Wer diese Wartezeiten vermeiden möchte, sollte also entweder ganz früh anreisen oder sich vorher über die Auslastung des Bades über die Facebook-Präsenz oder alternativ unter der Nummer 02389/98920 informieren. Wer sich nicht stundenlang im Bad aufhalten möchte, dem bietet die Endspurtkarte – täglich gültig für die letzte Betriebsstunde im Bad – eine weitere Möglichkeit für einen kurzen Badbesuch. „Das hat in den vergangenen Tagen problemlos und ohne Wartezeiten funktioniert“, erklärt Thöne.

Keine dramatischen Szenen bei „Wasserrettung“

Am Donnerstagabend kam es im gut gefüllten Bad zu einer sogenannten Wasserrettung. Zwei Mütter waren mit ihren kleinen Kindern auf dem Arm im Freibad beim Übergang des Bereiches von 1,30 Meter in die 2-Meter-Zone in Schwierigkeiten geraten. „Die haben es offensichtlich unterschätzt, dass es da tiefer wird.

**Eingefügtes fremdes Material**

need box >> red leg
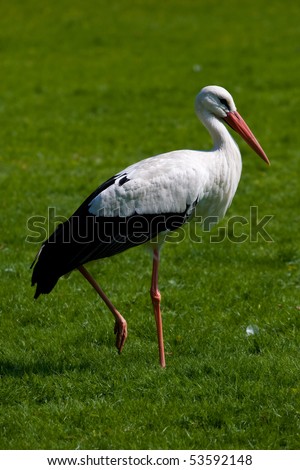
[150,248,166,367]
[78,266,127,352]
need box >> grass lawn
[0,0,300,449]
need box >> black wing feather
[32,176,190,298]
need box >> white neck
[197,111,237,150]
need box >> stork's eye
[220,98,229,109]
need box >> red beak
[223,111,270,165]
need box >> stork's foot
[114,317,127,353]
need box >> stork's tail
[31,244,63,299]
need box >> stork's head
[195,86,270,165]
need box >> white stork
[32,86,269,367]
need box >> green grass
[0,0,300,449]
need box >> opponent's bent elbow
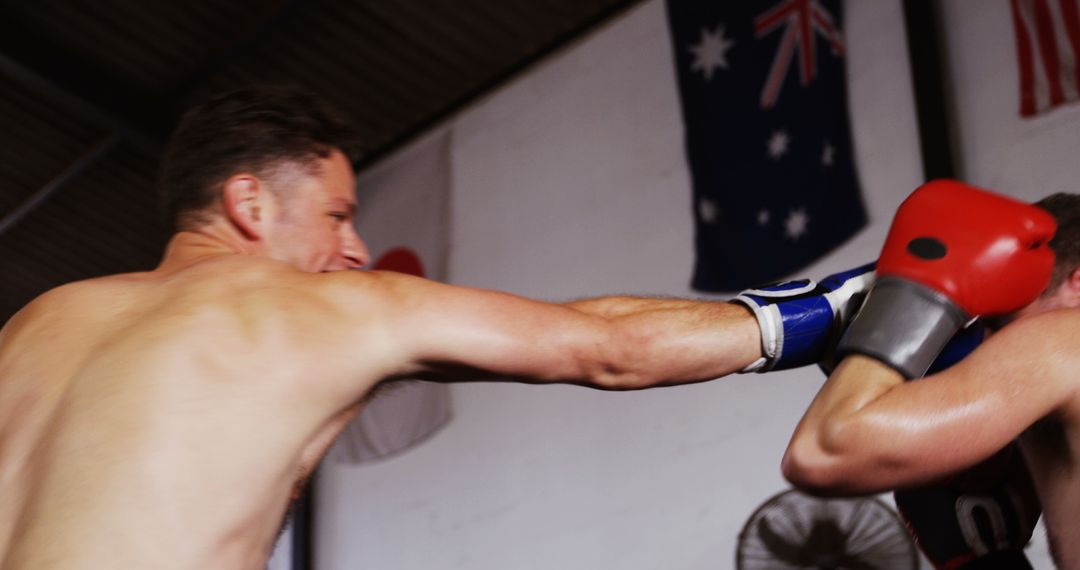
[583,321,663,391]
[781,419,860,497]
[780,438,845,497]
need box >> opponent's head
[1035,193,1080,302]
[987,193,1080,328]
[160,87,368,271]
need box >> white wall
[316,0,1058,570]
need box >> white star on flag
[769,131,792,159]
[784,208,810,242]
[689,24,735,81]
[821,140,836,166]
[698,198,720,223]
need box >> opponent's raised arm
[784,181,1064,494]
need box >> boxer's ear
[222,174,268,240]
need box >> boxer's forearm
[566,297,761,389]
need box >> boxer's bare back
[0,148,760,570]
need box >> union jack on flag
[667,0,866,291]
[1010,0,1080,117]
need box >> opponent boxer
[0,85,777,570]
[733,250,1041,570]
[783,181,1080,568]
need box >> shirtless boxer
[783,180,1080,568]
[0,85,760,570]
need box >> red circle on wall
[372,247,424,277]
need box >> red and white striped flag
[1010,0,1080,117]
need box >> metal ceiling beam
[0,53,162,154]
[0,17,175,151]
[0,134,120,235]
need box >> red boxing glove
[837,180,1057,378]
[878,180,1057,316]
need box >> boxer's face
[267,151,369,272]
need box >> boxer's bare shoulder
[0,256,401,569]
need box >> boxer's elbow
[781,417,918,497]
[582,320,664,391]
[780,435,842,496]
[781,420,866,497]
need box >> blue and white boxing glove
[730,263,875,372]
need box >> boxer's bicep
[341,270,625,388]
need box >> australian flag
[667,0,866,291]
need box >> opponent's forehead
[320,150,356,207]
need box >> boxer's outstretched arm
[783,310,1080,494]
[324,271,760,390]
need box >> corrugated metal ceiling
[0,0,637,322]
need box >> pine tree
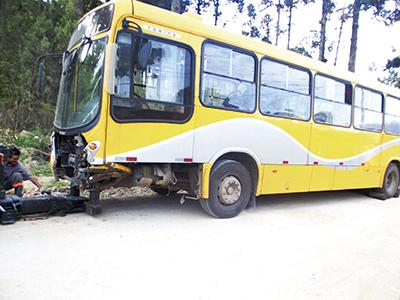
[348,0,386,72]
[318,0,335,62]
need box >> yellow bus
[53,0,400,218]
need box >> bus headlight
[85,141,100,163]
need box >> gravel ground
[0,192,400,300]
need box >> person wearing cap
[0,148,42,197]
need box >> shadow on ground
[97,191,376,217]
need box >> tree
[213,0,222,26]
[382,56,400,88]
[348,0,386,72]
[333,6,350,66]
[318,0,335,62]
[275,0,284,46]
[283,0,314,49]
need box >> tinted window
[314,75,352,127]
[68,5,114,49]
[201,44,256,112]
[354,87,383,131]
[112,33,193,121]
[385,96,400,135]
[260,59,311,120]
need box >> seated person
[0,148,42,197]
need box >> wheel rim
[218,176,242,205]
[385,171,398,194]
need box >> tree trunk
[275,0,282,46]
[318,0,330,62]
[213,0,220,26]
[348,0,361,72]
[333,10,346,66]
[287,5,293,49]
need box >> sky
[191,0,400,79]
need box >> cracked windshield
[54,39,105,129]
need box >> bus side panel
[309,166,335,192]
[333,130,382,190]
[106,20,202,163]
[380,134,400,186]
[309,124,381,191]
[333,164,382,190]
[262,165,311,194]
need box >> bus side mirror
[104,43,118,95]
[136,41,153,71]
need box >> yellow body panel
[71,0,400,198]
[262,165,312,194]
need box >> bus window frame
[383,94,400,136]
[110,29,196,124]
[352,84,385,134]
[312,72,355,128]
[199,39,259,114]
[258,55,313,122]
[52,35,110,135]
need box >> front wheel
[200,160,252,218]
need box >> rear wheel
[200,160,252,218]
[370,163,400,200]
[150,186,177,196]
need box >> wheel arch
[380,156,400,187]
[207,148,262,196]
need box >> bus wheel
[200,160,252,218]
[150,186,177,196]
[370,163,400,200]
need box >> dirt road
[0,192,400,300]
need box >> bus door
[259,58,311,194]
[333,86,384,189]
[106,24,195,163]
[309,78,382,191]
[308,74,356,191]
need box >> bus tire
[200,159,252,219]
[150,186,177,196]
[370,163,400,200]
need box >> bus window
[111,32,193,122]
[260,59,311,120]
[314,75,352,127]
[354,87,383,132]
[201,43,256,112]
[385,96,400,135]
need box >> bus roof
[115,0,400,97]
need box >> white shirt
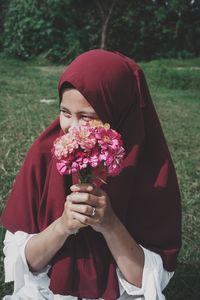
[2,231,173,300]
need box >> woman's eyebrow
[60,105,97,116]
[60,105,71,114]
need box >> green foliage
[0,0,200,62]
[4,0,50,59]
[0,55,200,300]
[141,59,200,90]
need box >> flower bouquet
[52,120,125,183]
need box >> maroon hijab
[2,50,181,299]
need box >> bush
[4,0,50,58]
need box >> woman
[2,49,181,300]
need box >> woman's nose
[69,118,79,128]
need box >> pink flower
[52,120,125,182]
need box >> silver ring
[91,207,96,217]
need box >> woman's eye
[82,116,94,121]
[60,109,71,118]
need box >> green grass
[0,55,200,300]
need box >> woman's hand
[66,184,117,233]
[58,191,87,235]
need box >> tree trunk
[97,0,116,49]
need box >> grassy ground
[0,55,200,300]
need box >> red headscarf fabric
[2,49,181,299]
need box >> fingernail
[70,184,79,191]
[87,185,93,191]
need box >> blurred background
[0,0,200,300]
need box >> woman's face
[60,89,99,133]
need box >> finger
[70,203,97,217]
[70,183,105,196]
[67,192,101,207]
[72,211,96,225]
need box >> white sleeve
[3,231,53,300]
[117,246,174,300]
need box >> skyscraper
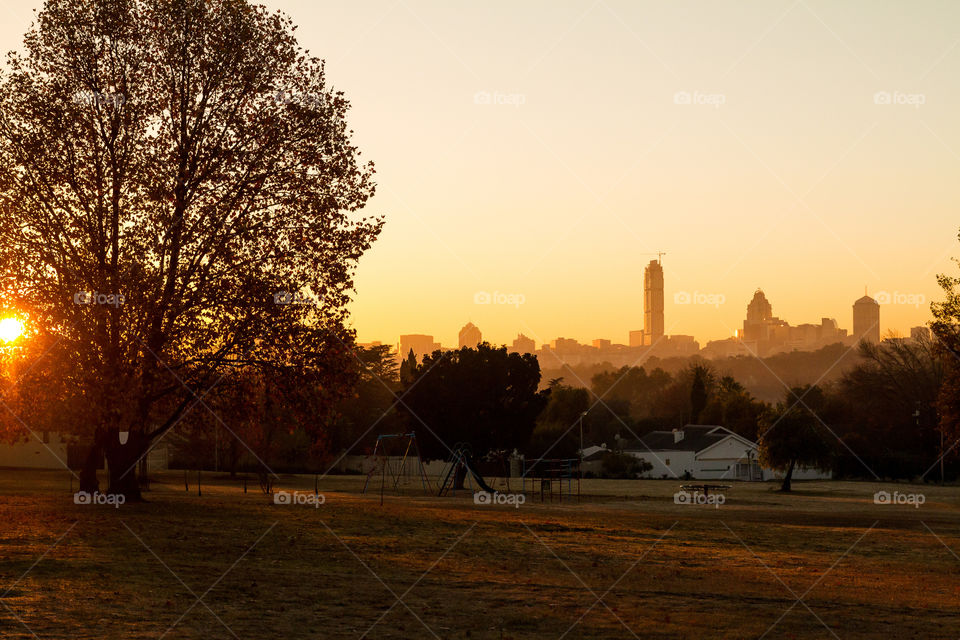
[643,260,663,345]
[460,322,483,349]
[853,295,880,343]
[510,333,537,353]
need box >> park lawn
[0,470,960,639]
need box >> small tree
[759,385,835,491]
[930,230,960,473]
[403,343,547,482]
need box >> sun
[0,318,23,342]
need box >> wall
[0,432,67,469]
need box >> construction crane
[640,251,667,264]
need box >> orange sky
[0,0,960,345]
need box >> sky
[0,0,960,346]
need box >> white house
[622,424,831,480]
[0,431,67,469]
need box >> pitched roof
[623,424,732,452]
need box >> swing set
[363,431,431,505]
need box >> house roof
[623,424,752,453]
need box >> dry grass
[0,471,960,639]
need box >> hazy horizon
[0,0,960,346]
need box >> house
[0,431,68,469]
[621,424,831,480]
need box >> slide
[461,452,496,493]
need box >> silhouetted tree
[0,0,382,499]
[525,381,592,458]
[930,234,960,478]
[759,385,835,491]
[403,343,547,458]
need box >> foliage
[0,0,382,496]
[403,343,547,459]
[758,385,835,491]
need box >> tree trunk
[780,460,796,492]
[80,427,150,502]
[80,427,103,493]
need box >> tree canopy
[0,0,382,498]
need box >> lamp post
[577,411,587,484]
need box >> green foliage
[758,385,836,490]
[0,0,382,468]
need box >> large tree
[402,343,547,458]
[758,385,836,491]
[0,0,382,498]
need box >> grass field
[0,471,960,640]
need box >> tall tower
[853,295,880,343]
[459,322,483,349]
[740,289,773,342]
[643,260,663,346]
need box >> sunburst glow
[0,318,23,342]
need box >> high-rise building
[510,333,537,353]
[460,322,483,349]
[643,260,663,345]
[853,295,880,343]
[397,333,440,360]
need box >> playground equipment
[520,458,581,502]
[437,443,496,497]
[363,431,430,505]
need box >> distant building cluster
[382,257,930,369]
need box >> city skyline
[0,0,948,344]
[382,284,908,357]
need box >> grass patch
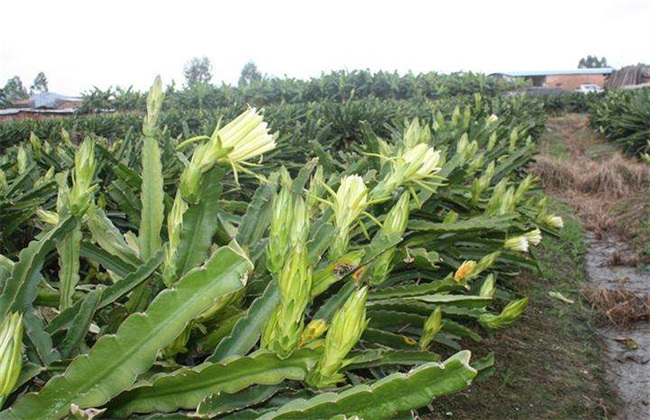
[431,202,621,419]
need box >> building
[0,92,83,121]
[490,67,612,91]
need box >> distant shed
[490,67,612,91]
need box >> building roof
[0,108,76,116]
[29,92,83,108]
[492,67,612,77]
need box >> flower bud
[0,169,9,191]
[0,313,23,408]
[142,76,165,137]
[36,208,59,225]
[307,287,368,388]
[330,175,368,259]
[420,306,442,351]
[300,319,328,346]
[479,274,496,298]
[503,236,528,252]
[16,146,27,175]
[262,244,312,358]
[541,215,564,229]
[454,261,476,282]
[524,229,542,245]
[478,297,528,329]
[307,165,325,215]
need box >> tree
[3,76,29,102]
[183,57,212,86]
[578,55,607,69]
[29,72,48,93]
[239,61,262,87]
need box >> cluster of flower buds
[181,108,276,203]
[307,287,368,388]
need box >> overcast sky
[0,0,650,95]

Das hat die Aufsicht sehr früh gesehen und ist dann direkt ins Wasser gesprungen, um helfend einzugreifen“, schildert Thöne. Dramatisch sei der Zwischenfall nicht gewesen, denn schon kurze Zeit später, seien die geretteten Kinder wieder mit den beiden Müttern ins Wasser gegangen. Zudem seien solche Wasserrettungen äußerst selten. „So was kommt in einer Saison vielleicht zweimal vor“, sagt Thöne.